Future demand could dwarf WA oil and gas sector – Minister

24th February 2014 By: Natasha Odendaal - Creamer Media Senior Deputy Editor

Future demand could dwarf WA oil and gas sector – Minister

Photo by: Bloomberg

JOHANNESBURG (miningweekly.com) – With rising global demand for oil and gas, particularly from Asia, Western Australia’s current multibillion-dollar industry could be “dwarfed” by the potential opportunities emerging for the continent, Mines and Petroleum Minister Bill Marmion said.

Delivering the opening address for the 2014 Australasian Oil and Gas Exhibition and Conference, he said that Western Australia’s petroleum sales increased by an average of 9% each year over the past decade.

“[During the] last financial year, petroleum sales reached $24.5-billion - the second-most valuable sector in Western Australia, behind only iron-ore,” he pointed out.

Western Australia, which accounted for 65% of Australia’s conventional natural gas and 73% of crude oil and condensate production, currently had $135-billion in resource projects under construction or committed – $90-billion of which were oil and gas projects.

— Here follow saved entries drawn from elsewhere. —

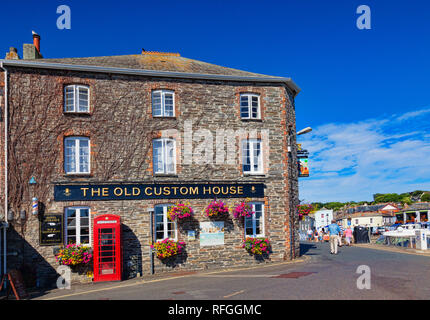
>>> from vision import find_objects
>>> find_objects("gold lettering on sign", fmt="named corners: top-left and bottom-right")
top-left (230, 186), bottom-right (237, 195)
top-left (203, 186), bottom-right (211, 194)
top-left (163, 187), bottom-right (171, 196)
top-left (114, 187), bottom-right (123, 196)
top-left (81, 187), bottom-right (89, 197)
top-left (133, 187), bottom-right (140, 196)
top-left (154, 187), bottom-right (162, 196)
top-left (238, 186), bottom-right (244, 194)
top-left (180, 187), bottom-right (188, 195)
top-left (91, 188), bottom-right (101, 197)
top-left (102, 188), bottom-right (109, 197)
top-left (212, 186), bottom-right (220, 195)
top-left (171, 187), bottom-right (179, 195)
top-left (124, 188), bottom-right (131, 196)
top-left (144, 187), bottom-right (152, 196)
top-left (189, 186), bottom-right (198, 195)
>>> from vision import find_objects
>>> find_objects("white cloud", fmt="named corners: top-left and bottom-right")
top-left (298, 108), bottom-right (430, 203)
top-left (396, 108), bottom-right (430, 121)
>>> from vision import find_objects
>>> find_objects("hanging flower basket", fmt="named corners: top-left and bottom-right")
top-left (232, 199), bottom-right (254, 219)
top-left (204, 200), bottom-right (230, 218)
top-left (297, 204), bottom-right (313, 217)
top-left (151, 239), bottom-right (186, 260)
top-left (55, 243), bottom-right (93, 267)
top-left (167, 202), bottom-right (194, 221)
top-left (243, 237), bottom-right (271, 255)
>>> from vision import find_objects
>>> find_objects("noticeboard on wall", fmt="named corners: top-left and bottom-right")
top-left (40, 214), bottom-right (64, 246)
top-left (199, 221), bottom-right (225, 247)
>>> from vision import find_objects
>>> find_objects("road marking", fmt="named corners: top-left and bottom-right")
top-left (223, 290), bottom-right (245, 298)
top-left (40, 256), bottom-right (310, 300)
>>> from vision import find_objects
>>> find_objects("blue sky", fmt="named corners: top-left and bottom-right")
top-left (1, 0), bottom-right (430, 202)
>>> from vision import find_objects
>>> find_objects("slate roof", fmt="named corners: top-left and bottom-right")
top-left (29, 52), bottom-right (280, 79)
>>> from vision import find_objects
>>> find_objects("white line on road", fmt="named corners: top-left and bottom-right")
top-left (223, 290), bottom-right (245, 298)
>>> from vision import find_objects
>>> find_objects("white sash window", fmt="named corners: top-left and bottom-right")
top-left (242, 139), bottom-right (263, 174)
top-left (153, 138), bottom-right (176, 174)
top-left (240, 93), bottom-right (260, 119)
top-left (154, 204), bottom-right (177, 241)
top-left (64, 85), bottom-right (90, 113)
top-left (152, 90), bottom-right (175, 117)
top-left (64, 137), bottom-right (90, 174)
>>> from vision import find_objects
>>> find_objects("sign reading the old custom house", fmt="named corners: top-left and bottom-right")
top-left (54, 183), bottom-right (265, 201)
top-left (40, 214), bottom-right (64, 246)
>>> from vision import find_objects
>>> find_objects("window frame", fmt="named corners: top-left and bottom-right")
top-left (152, 89), bottom-right (175, 117)
top-left (64, 136), bottom-right (91, 175)
top-left (242, 139), bottom-right (263, 175)
top-left (240, 93), bottom-right (260, 120)
top-left (64, 84), bottom-right (90, 113)
top-left (64, 206), bottom-right (91, 246)
top-left (152, 138), bottom-right (176, 175)
top-left (244, 202), bottom-right (265, 238)
top-left (154, 204), bottom-right (177, 241)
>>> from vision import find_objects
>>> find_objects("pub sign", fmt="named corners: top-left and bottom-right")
top-left (54, 183), bottom-right (265, 201)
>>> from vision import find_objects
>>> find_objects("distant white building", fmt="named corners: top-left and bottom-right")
top-left (314, 208), bottom-right (333, 230)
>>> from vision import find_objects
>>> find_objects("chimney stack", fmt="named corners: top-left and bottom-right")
top-left (5, 47), bottom-right (20, 60)
top-left (32, 31), bottom-right (41, 53)
top-left (23, 31), bottom-right (43, 60)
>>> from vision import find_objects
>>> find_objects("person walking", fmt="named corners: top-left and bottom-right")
top-left (344, 226), bottom-right (353, 246)
top-left (307, 228), bottom-right (313, 241)
top-left (313, 228), bottom-right (319, 242)
top-left (327, 220), bottom-right (342, 254)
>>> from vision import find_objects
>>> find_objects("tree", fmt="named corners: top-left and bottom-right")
top-left (421, 193), bottom-right (430, 202)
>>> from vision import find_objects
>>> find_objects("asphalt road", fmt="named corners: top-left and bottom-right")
top-left (36, 242), bottom-right (430, 300)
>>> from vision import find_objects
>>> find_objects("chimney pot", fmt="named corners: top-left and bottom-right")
top-left (33, 32), bottom-right (41, 53)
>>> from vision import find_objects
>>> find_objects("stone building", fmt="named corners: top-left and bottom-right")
top-left (0, 33), bottom-right (301, 287)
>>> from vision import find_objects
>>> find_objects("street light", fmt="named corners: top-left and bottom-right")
top-left (297, 127), bottom-right (312, 136)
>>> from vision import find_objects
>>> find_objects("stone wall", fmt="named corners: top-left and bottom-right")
top-left (4, 67), bottom-right (299, 287)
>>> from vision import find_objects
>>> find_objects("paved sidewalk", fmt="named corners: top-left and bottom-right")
top-left (30, 255), bottom-right (309, 300)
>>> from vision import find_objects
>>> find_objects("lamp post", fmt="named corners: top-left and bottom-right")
top-left (297, 127), bottom-right (312, 136)
top-left (290, 127), bottom-right (313, 259)
top-left (148, 208), bottom-right (155, 275)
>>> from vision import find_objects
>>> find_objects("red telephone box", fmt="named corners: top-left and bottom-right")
top-left (93, 214), bottom-right (122, 282)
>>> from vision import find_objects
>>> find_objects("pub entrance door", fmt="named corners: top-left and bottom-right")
top-left (93, 214), bottom-right (122, 282)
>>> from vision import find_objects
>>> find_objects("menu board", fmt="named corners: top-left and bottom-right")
top-left (40, 214), bottom-right (64, 246)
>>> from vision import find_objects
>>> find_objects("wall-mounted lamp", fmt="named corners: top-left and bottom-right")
top-left (297, 127), bottom-right (312, 136)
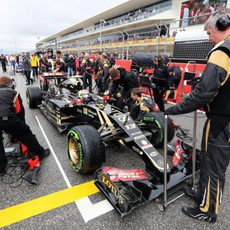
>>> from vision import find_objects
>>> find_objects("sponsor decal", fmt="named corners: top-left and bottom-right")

“But as considerable as the state’s offshore liquefied natural gas (LNG) resources are, there is even more potential onshore,” he said, stating that Western Australia had an estimated 280-trillion cubic feet of recoverable natural gas from shale and tight rock – more than double Western Australia’s known offshore reserves.

“If even a moderate percentage of these estimates are proven, our onshore gas resources present a remarkable opportunity for Western Australia,” Marmion said.

The growth of the oil and gas sector was driven by ever-increasing global demand for energy and gas was likely to overtake coal as the dominant global energy source by 2035.

Asia would drive 65% of the global energy growth until 2035, with China and India alone building almost 40% of the world’s new power generation capacity.

“From Japan and South Korea, to Thailand and India, the demand for natural gas is expected to significantly increase,” Marmion said.

Further, Chinese gas consumption was expected to jump 167% over the next decade, as the country increases the amount of electricity generated by natural gas from 5% of its total electricity generation, to 8% to 10% by 2015 and to 12% to 15% by 2020.

By 2015, China’s LNG import capacity was expected to reach 47-million tonnes a year.

“China is already Western Australia’s second-largest market for petroleum exports after Japan … [and] with our close proximity to key Asian markets, our large reserves of gas and historically reliable supply, Western Australia is ideally placed to take advantage of this growth,” he explained.

However, the continent’s proximity to Asia was “not enough to ensure Australia was able to embrace the next wave of LNG investment”, with Australia required to mitigate escalating costs of oil and gas projects and community concerns that could lead to increasing red and green tape.

“We need to focus on ensuring we are cost-competitive in a global market,” he said, committing the Western Australian state government to “do everything within its powers” to drive down cost pressures.

“Personally, I am overwhelmingly optimistic about the future of Western Australia’s oil and gas sector and the opportunity it presents. Yes, there are challenges, but these are challenges that can be overcome,” he concluded.